Points to Remember Before You Refinance Your Mortgage
What is Refinance?
Refinancing your mortgage is a great, money-saving option for many homeowners, especially when your credit score has changed, and you’re refinancing for a lower interest rate. It helps you to secure a lower mortgage interest rate, decrease your monthly payments, or obtain some of your home's equity.
How to Refinance a Mortgage?
Credit score plays an important part in the mortgage interest rate, the better the credit score, the improved will be your interest rate.
Get multiple quotes from different qualified lenders.
Pay close attention to closing costs.
Keep ready your financial documents in hand and ready.
Why Should You Refinance?
Refinance lowers your interest rates.
It can change your loan type from fixed-rate loan to an adjustable-rate loan.
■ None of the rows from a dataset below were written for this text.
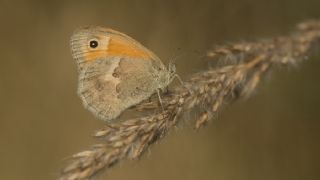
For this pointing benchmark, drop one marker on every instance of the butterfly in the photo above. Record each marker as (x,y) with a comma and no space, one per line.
(115,71)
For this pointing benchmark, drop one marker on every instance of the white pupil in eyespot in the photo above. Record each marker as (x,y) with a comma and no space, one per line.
(93,44)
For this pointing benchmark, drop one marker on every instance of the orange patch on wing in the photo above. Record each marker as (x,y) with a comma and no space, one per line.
(121,47)
(92,55)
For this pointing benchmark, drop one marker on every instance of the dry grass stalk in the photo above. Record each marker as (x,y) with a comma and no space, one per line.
(210,90)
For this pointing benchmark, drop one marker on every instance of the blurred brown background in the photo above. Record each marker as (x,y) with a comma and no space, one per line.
(274,135)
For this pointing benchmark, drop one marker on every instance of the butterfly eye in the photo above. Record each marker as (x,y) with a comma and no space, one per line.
(93,44)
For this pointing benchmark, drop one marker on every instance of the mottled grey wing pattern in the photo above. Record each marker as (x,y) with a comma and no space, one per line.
(110,84)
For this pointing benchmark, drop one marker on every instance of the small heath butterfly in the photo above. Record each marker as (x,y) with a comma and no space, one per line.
(115,71)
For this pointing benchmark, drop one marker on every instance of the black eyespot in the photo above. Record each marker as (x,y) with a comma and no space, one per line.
(93,44)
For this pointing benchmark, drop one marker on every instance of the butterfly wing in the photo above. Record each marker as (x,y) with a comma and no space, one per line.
(116,74)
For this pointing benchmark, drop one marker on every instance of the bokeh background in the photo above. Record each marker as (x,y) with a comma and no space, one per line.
(273,135)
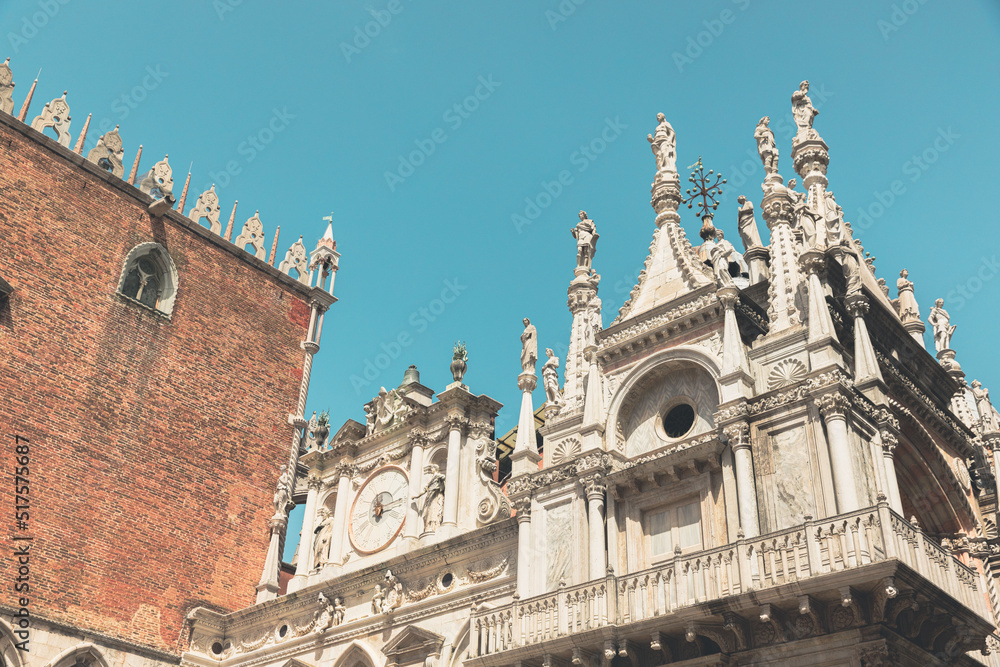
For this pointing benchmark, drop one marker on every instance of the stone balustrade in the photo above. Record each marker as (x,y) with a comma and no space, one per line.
(845,542)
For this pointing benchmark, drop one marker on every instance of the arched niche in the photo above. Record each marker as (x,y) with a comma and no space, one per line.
(643,412)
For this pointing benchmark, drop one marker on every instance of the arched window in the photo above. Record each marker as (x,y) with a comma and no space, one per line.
(149,277)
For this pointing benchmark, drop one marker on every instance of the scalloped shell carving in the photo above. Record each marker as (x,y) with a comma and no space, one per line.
(785,373)
(565,451)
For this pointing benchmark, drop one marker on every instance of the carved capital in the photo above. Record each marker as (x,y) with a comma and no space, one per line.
(728,296)
(857,305)
(833,406)
(738,435)
(479,430)
(417,438)
(523,508)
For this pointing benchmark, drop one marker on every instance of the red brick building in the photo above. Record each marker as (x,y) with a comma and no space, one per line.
(155,424)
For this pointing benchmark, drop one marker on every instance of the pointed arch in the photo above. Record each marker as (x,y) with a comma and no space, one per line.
(359,654)
(82,655)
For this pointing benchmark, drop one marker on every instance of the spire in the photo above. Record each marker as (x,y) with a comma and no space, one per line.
(27,100)
(671,269)
(135,166)
(232,221)
(274,245)
(83,136)
(187,183)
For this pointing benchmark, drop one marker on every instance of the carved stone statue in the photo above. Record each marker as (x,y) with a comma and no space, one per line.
(393,593)
(664,145)
(459,361)
(326,615)
(907,303)
(586,237)
(594,321)
(108,153)
(719,253)
(432,510)
(803,112)
(529,347)
(766,147)
(323,534)
(747,224)
(283,491)
(550,378)
(941,325)
(389,406)
(987,417)
(378,600)
(208,207)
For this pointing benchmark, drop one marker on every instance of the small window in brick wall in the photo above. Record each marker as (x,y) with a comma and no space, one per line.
(149,278)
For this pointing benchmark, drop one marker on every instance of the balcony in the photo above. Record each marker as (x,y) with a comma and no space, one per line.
(857,562)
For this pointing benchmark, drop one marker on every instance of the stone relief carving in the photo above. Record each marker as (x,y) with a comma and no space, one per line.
(432,509)
(108,153)
(252,233)
(565,450)
(785,373)
(495,504)
(55,115)
(296,257)
(208,207)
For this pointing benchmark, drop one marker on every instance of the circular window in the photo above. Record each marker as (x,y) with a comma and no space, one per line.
(678,420)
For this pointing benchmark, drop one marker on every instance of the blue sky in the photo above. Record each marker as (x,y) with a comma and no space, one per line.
(431,132)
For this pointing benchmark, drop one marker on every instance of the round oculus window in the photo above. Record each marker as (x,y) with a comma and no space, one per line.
(678,420)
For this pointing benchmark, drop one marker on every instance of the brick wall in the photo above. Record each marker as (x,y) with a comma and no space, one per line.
(154,443)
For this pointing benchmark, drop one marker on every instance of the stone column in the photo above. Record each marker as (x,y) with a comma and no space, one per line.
(595,519)
(417,442)
(525,457)
(834,409)
(822,339)
(889,442)
(305,563)
(523,507)
(738,435)
(456,424)
(736,380)
(867,376)
(592,429)
(779,211)
(344,474)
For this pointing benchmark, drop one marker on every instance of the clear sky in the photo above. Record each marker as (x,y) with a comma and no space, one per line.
(437,135)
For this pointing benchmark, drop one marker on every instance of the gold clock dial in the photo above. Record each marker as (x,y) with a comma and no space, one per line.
(379,509)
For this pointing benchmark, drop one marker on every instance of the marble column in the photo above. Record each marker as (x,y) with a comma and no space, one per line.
(778,210)
(305,562)
(821,340)
(889,442)
(834,409)
(344,474)
(867,376)
(523,507)
(738,435)
(452,482)
(417,442)
(595,519)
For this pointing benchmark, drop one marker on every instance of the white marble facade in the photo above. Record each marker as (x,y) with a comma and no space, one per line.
(731,475)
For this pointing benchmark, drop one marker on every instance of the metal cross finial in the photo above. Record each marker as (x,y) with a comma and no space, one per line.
(705,188)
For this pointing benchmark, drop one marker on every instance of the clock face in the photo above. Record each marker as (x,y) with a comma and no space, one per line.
(379,510)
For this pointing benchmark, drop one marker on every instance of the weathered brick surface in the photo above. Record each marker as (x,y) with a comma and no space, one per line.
(154,443)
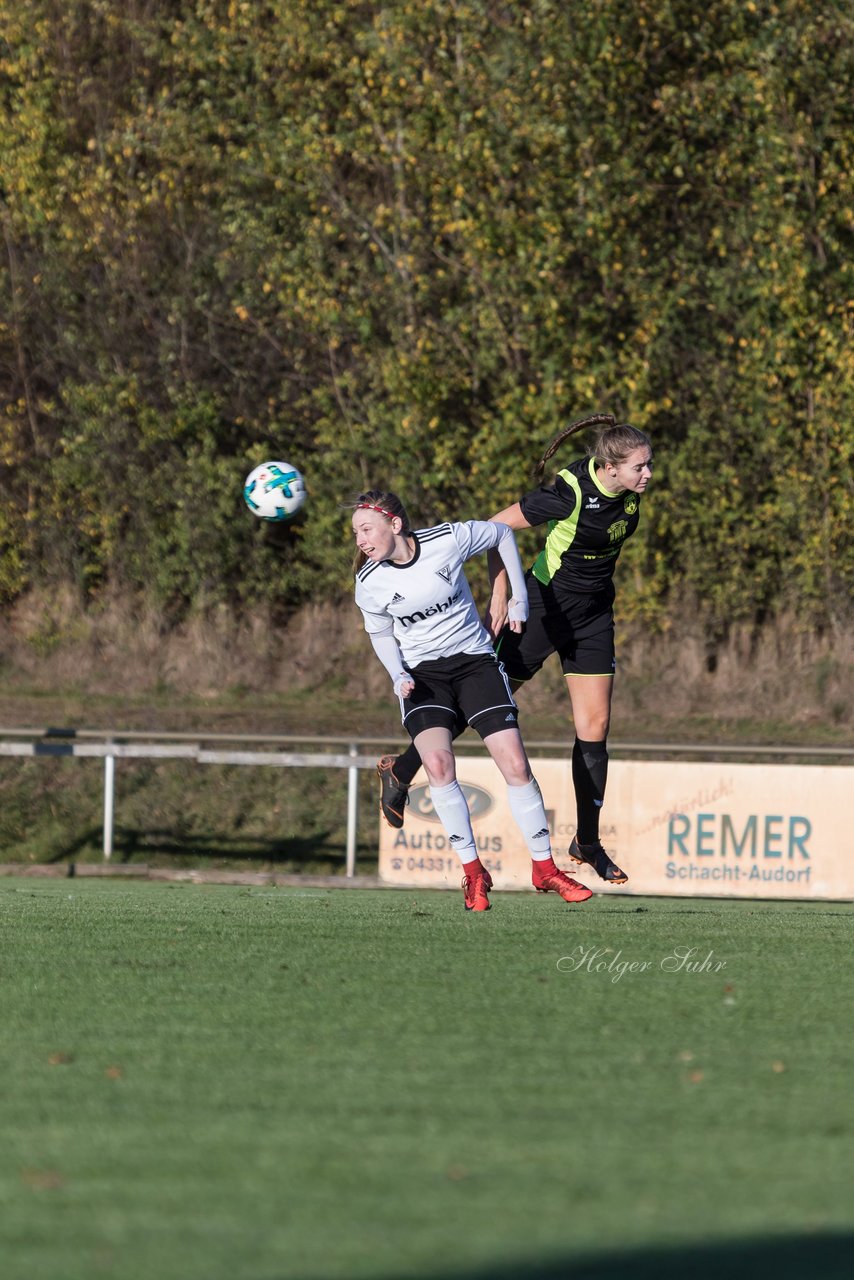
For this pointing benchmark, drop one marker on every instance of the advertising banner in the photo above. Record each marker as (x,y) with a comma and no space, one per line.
(776,831)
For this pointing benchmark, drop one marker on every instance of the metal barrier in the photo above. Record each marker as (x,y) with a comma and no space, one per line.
(135,744)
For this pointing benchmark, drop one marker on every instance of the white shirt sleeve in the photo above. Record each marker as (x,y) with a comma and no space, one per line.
(388,652)
(508,552)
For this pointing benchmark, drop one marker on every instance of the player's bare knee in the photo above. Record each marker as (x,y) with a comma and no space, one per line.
(439,767)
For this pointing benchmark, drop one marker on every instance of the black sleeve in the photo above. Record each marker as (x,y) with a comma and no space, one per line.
(553,501)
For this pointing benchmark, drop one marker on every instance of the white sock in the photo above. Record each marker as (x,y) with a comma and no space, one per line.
(453,814)
(528,809)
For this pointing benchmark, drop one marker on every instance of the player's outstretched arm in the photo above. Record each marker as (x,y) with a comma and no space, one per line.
(388,652)
(496,613)
(517,603)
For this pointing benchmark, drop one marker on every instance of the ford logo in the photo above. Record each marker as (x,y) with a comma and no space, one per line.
(479,801)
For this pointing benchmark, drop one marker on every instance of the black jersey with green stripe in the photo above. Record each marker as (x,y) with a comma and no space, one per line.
(587,528)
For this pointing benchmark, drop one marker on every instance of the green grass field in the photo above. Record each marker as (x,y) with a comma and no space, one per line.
(218,1083)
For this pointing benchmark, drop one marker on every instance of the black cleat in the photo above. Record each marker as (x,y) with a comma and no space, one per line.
(393,795)
(596,856)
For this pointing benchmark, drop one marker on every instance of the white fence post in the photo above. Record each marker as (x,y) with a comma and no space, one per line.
(109,789)
(352,810)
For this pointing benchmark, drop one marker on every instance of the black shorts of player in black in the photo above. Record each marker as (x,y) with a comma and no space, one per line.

House refinancing can help with home improvements and repairs.
Cash-out refinance gives your savings a boost and helps you save for college or any retirement plans.
Refinancing Your Home?
Homeowners access the equity of homes to cover major expenses, such as the costs of home remodeling because remodeling your house through refinancing has a lower interest rate on the mortgage loan.
House refinancing is also good or consolidating one's debts.
You should pay attention to your credit score and debt servicing ratio, these are things they look at when going through your application.
Your current home equity, you can buy as much as 80% of the appraised value of your home.
Refinancing a mortgage can be a great financial move to reduce your interest costs, lower your monthly payment, to shorten the term of your loan, or get your hands on some of your home's equity.